Isab at May 20, 2017 9:04 AM
Why would Elizabeth II see the American flag flying everyday? And why would the American flag arouse any stronger emotions in her than the Indian flag or the South African flag, two jewels of the crown that were torn from her realm within her own lifetime.
And, who cares what the distant relative of a long-ago monarch who once exercised sovereignty over the as-yet-unformed United States feels?
And while we're asking her how it feels to gaze upon that "horrid symbol of treason and murder," why don't we ask her about Lend-Lease and how it feels to know that US factories were supplying her father's Royal Air Force and Royal Navy with weapons, equipment, and supplies in some of the darkest days of his realm?
Conan the Grammarian at May 20, 2017 3:05 PM
"And while we're asking her how it feels to gaze upon that 'horrid symbol of treason and murder,' why don't we ask her about Lend-Lease and how it feels to know that US factories were supplying her father's Royal Air Force and Royal Navy with weapons, equipment, and supplies in some of the darkest days of his realm?"
Indeed. And along those same lines, go back to my Steve Earle quote.
Cousin Dave at May 22, 2017 7:51 AM
From a well-known senator (same debate, about 15 years ago):
"I was talking to a Southerner about this the other day, and he said, 'The Nazis were bad.

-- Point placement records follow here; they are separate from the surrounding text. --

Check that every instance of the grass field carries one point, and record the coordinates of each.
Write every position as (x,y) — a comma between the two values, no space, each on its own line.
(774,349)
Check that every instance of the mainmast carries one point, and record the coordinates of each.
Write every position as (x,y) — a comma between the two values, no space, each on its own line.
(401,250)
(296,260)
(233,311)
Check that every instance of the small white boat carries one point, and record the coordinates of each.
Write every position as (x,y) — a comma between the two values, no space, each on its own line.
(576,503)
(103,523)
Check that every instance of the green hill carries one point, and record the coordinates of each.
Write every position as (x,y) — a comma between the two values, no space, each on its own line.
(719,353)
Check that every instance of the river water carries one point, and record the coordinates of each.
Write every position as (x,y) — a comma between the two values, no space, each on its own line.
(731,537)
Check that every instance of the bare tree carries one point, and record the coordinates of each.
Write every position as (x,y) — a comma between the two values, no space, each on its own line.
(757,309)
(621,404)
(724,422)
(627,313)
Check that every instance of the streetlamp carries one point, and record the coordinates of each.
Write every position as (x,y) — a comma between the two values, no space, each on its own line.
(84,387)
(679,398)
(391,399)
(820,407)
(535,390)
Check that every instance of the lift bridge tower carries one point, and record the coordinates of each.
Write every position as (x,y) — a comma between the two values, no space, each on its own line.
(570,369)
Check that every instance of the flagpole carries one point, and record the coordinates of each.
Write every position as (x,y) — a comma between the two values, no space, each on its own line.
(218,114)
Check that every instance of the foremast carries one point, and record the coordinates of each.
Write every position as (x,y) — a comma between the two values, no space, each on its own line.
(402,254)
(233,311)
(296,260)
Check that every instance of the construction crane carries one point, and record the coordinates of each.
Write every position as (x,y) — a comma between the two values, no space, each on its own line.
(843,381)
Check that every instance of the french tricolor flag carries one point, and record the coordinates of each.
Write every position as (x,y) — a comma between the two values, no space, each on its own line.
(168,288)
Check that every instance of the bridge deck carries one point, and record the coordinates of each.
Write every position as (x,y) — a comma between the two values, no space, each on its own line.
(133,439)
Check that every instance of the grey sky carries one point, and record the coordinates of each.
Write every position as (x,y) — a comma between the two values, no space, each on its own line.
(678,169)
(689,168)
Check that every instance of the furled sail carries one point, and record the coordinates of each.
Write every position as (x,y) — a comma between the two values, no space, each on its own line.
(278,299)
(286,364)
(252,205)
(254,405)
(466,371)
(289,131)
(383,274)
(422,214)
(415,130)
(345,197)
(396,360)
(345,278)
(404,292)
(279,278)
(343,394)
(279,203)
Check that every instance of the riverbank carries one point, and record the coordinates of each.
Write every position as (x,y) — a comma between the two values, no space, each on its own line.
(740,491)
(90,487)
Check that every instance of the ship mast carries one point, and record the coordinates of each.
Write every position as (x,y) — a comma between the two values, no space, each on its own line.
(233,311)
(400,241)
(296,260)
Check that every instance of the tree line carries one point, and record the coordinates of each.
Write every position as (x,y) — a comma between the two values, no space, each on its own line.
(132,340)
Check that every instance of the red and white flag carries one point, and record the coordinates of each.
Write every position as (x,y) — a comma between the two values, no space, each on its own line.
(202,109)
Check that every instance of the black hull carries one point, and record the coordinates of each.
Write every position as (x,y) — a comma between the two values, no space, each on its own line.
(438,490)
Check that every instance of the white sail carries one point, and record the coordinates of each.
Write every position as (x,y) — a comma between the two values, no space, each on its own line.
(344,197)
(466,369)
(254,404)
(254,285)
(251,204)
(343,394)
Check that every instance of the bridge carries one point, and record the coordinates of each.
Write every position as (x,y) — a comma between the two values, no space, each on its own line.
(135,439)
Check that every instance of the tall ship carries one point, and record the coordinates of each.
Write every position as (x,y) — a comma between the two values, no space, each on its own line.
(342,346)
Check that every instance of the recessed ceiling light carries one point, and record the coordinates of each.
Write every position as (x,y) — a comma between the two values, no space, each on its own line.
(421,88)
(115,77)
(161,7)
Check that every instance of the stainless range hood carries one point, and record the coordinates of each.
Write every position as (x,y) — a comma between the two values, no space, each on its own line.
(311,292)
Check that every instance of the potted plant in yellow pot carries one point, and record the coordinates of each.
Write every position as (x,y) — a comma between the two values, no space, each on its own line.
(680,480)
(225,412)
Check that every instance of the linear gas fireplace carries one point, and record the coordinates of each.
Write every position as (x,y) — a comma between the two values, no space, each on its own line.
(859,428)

But we drive around in Volkswagens.'
"I said, 'Yeah, but we don't put a Volkswagen on top of the state capitol.'"
lenona at May 22, 2017 1:55 PM
From a well-known senator (same debate, about 15 years ago):
"I was talking to a Southerner about this the other day, and he said, 'The Nazis were bad. But we drive around in Volkswagens.'
"I said, 'Yeah, but we don't put a Volkswagen on top of the state capitol.'"
lenona at May 22, 2017 1:55 PM
Make sure you vote to decide what goes on your state capital. meanwhile, I will do the same in my state capital. Your bitching should stop at the state line.
As others have pointed out, many Confederate battle flags are now part of the State flag of many southern states.
It is never going to end.
Isab at May 22, 2017 7:22 PM
The Nazis didn't actually put the Volkswagen into production. It was conceived by Hitler and designed by Ferdinand Porsche (from a stolen Czech design) to replicate the success of the American Ford Model T in providing an affordable car for the masses and helping to mechanize (and modernize) the US.
The Germans switched the VW factory to produce war vehicles prior to an actual production run of Volkswagens. It was only put into actual production after the war when the British general in charge of the British occupation zone needed a way to put out-of-work and homeless Germans back to work in war-torn Germany.
American servicemen in the occupation forces purchased the Volkswagen and were impressed with the car's reliability, affordability, and performance. Bringing them home, they created a US market for the spunky little German car.